As the Canadian Press reported, Canada and other members of the so-called Lima Group, an ad hoc body formed to oust Maduro, encouraged the opposition to find a new face without political baggage around whom it could unite. This is a standard US regime change tactic, previously used to attempt to bring about a change in government in Yugoslavia and Zimbabwe.
Soon after being anointed as leader, Guaidó slipped into Washington to secretly meet with the Trump administration, presumably to secure its blessing.
Guaidó then hastened back to Venezuela where the opposition followed through on the Lima Group’s pre-arranged plan to elect the young unknown as head of the National Assembly. According to a recent poll, the assembly has a 70 percent disapproval rating.
Next, Guaidó declared himself president—also, one gathers, part of the pre-conceived Lima Group plan– arguing that Maduro’s election was fraudulent and that the presidency was therefore vacant. [All of these outrageous lies and maneuvers were given unconditional support by the Western media, the presstitutes once again fulfilling their role as propaganda appendages of Washington.—Ed)
If that isn’t enough to paint Guaidó as a treasonous figurehead of a plot orchestrated by Washington and Ottawa, consider this: According the Wall Street Journal, Guaidó’s plan for reviving the sanctions-crippled economy is to open Venezuela’s vast oil sector to foreign investment, privatize assets held by state enterprises, and indulge wealthy investors.
In other words, the US-Canadian agent plans to substantially scale back the public sector, surrender Venezuela’s economic sovereignty, and turn over the country’s vast treasure trove of natural resources to foreign investors.
Is it any surprise that the United States and Canada, home to big oil and big mining, have taken a leadership role in sponsoring him?
Carried through, Guaidó’s plan would re-Americanize the Venezuelan economy and reverse the Bolivarian Revolution initiated by Hugo Chavez and backed by Venezuela’s teeming poor.
US oil companies would benefit, a matter US national security adviser John Bolton alluded to in a recent television interview. Canadian mining companies would make off like bandits. And Venezuela’s economic elite would return to the good old days. Meanwhile, the Venezuelan people would find, once again, that they exist to make the wealthy wealthier.

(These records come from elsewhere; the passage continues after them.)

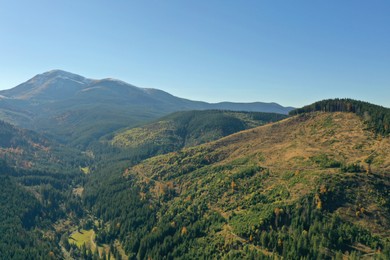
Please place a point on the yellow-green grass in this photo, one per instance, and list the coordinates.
(85, 170)
(82, 237)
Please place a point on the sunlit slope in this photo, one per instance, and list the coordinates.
(317, 177)
(189, 128)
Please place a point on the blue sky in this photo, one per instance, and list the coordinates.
(290, 52)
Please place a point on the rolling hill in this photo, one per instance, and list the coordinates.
(190, 128)
(80, 110)
(315, 185)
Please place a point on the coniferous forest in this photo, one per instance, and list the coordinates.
(204, 184)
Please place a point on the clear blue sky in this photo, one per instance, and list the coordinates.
(290, 52)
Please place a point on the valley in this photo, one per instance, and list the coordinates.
(108, 170)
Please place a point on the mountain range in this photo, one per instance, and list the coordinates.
(108, 172)
(79, 110)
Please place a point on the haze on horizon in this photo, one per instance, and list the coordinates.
(292, 53)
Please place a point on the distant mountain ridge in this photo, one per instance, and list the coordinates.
(71, 107)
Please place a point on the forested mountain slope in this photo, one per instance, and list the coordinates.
(315, 185)
(80, 110)
(29, 150)
(190, 128)
(37, 177)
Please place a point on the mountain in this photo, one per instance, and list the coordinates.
(37, 176)
(29, 150)
(189, 128)
(80, 110)
(314, 186)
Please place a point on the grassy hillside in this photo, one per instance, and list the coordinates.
(190, 128)
(315, 186)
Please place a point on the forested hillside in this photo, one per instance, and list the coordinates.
(77, 110)
(190, 128)
(38, 178)
(313, 186)
(377, 118)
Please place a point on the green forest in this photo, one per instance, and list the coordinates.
(204, 185)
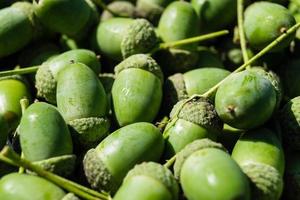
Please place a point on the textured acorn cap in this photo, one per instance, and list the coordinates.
(60, 165)
(189, 149)
(266, 181)
(158, 172)
(199, 111)
(96, 172)
(290, 122)
(88, 132)
(45, 84)
(140, 61)
(140, 38)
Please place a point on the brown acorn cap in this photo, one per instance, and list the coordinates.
(45, 84)
(96, 172)
(140, 38)
(87, 132)
(266, 181)
(140, 61)
(290, 122)
(189, 149)
(199, 111)
(158, 172)
(60, 165)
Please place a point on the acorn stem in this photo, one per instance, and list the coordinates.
(27, 70)
(9, 156)
(240, 11)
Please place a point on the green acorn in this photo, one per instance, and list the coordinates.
(28, 187)
(134, 143)
(259, 35)
(290, 122)
(260, 155)
(245, 100)
(212, 174)
(197, 119)
(83, 103)
(45, 139)
(148, 180)
(137, 90)
(46, 76)
(12, 90)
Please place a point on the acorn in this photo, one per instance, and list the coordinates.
(211, 174)
(134, 143)
(137, 90)
(290, 122)
(12, 90)
(196, 119)
(245, 100)
(45, 139)
(148, 180)
(28, 187)
(83, 103)
(197, 81)
(259, 35)
(46, 76)
(260, 155)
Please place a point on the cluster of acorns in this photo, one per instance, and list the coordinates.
(112, 95)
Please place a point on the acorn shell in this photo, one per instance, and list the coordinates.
(134, 143)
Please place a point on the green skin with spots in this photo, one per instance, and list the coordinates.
(143, 187)
(184, 132)
(259, 146)
(80, 93)
(273, 20)
(109, 36)
(179, 21)
(245, 100)
(11, 92)
(128, 146)
(209, 12)
(44, 133)
(211, 174)
(13, 22)
(66, 17)
(137, 95)
(28, 187)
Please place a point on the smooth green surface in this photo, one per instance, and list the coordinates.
(44, 133)
(11, 92)
(80, 93)
(137, 95)
(16, 30)
(109, 36)
(245, 100)
(273, 20)
(142, 188)
(211, 174)
(261, 146)
(178, 21)
(184, 132)
(128, 146)
(28, 187)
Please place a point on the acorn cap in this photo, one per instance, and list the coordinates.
(140, 61)
(97, 173)
(158, 172)
(290, 122)
(140, 38)
(45, 84)
(89, 131)
(189, 149)
(199, 111)
(60, 165)
(266, 180)
(174, 91)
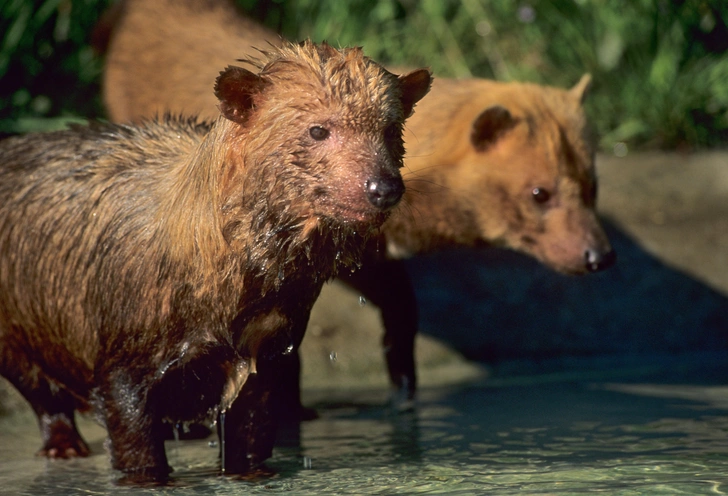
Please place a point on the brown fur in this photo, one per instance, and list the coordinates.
(488, 163)
(482, 148)
(154, 272)
(144, 33)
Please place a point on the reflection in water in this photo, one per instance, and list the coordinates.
(558, 438)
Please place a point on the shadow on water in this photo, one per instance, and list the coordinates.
(548, 428)
(660, 433)
(496, 305)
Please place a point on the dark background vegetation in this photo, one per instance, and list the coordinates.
(660, 67)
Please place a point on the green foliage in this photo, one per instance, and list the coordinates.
(660, 67)
(48, 72)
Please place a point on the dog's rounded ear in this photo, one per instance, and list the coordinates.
(490, 125)
(414, 86)
(235, 88)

The Lima Group is nothing more than an ad hoc assemblage of countries brought together for the sole purpose of overthrowing the Maduro government in order to open Venezuela’s oil and gold industries to ownership by wealthy US and Canadian investors.
It excludes the United States to disguise the obvious imperialist character of the project, and it deliberately excludes members of the Organization of American States who oppose the blatant interference in a member’s internal affairs.
And here’s a warning.
Venezuela is only the first of three Latin American countries the United States is targeting for regime change, according to US administration officials. The other two are Cuba and Nicaragua, which, together with Venezuela, make up what the administration calls a Troika of Tyranny, but in reality represent states engaged in the project of putting the interests of their own populations ahead of those of North American businesses. The administration says that “the attempt to force out the president of Venezuela” marks “the opening of a new strategy to exert greater US influence over Latin America.”
The United States is no stranger to overthrowing governments. In the twentieth century, Washington undertook 41 successful regime change interventions in the hemisphere, an average of one every two and a half years. And that doesn’t count the unsuccessful ones, like the Bay of Pigs invasion.
In this century, the United States, working with Canada, overthrew left-wing governments in Haiti in 2004 and Honduras in 2009, and tried but failed to overthrow Hugo Chavez in 2002. The narrative of the failed overthrow of Chavez anticipated the one Washington and its Lima Group co-conspirators are using today—the president’s policies no longer work for Venezuelans and the people are rising to defend democracy.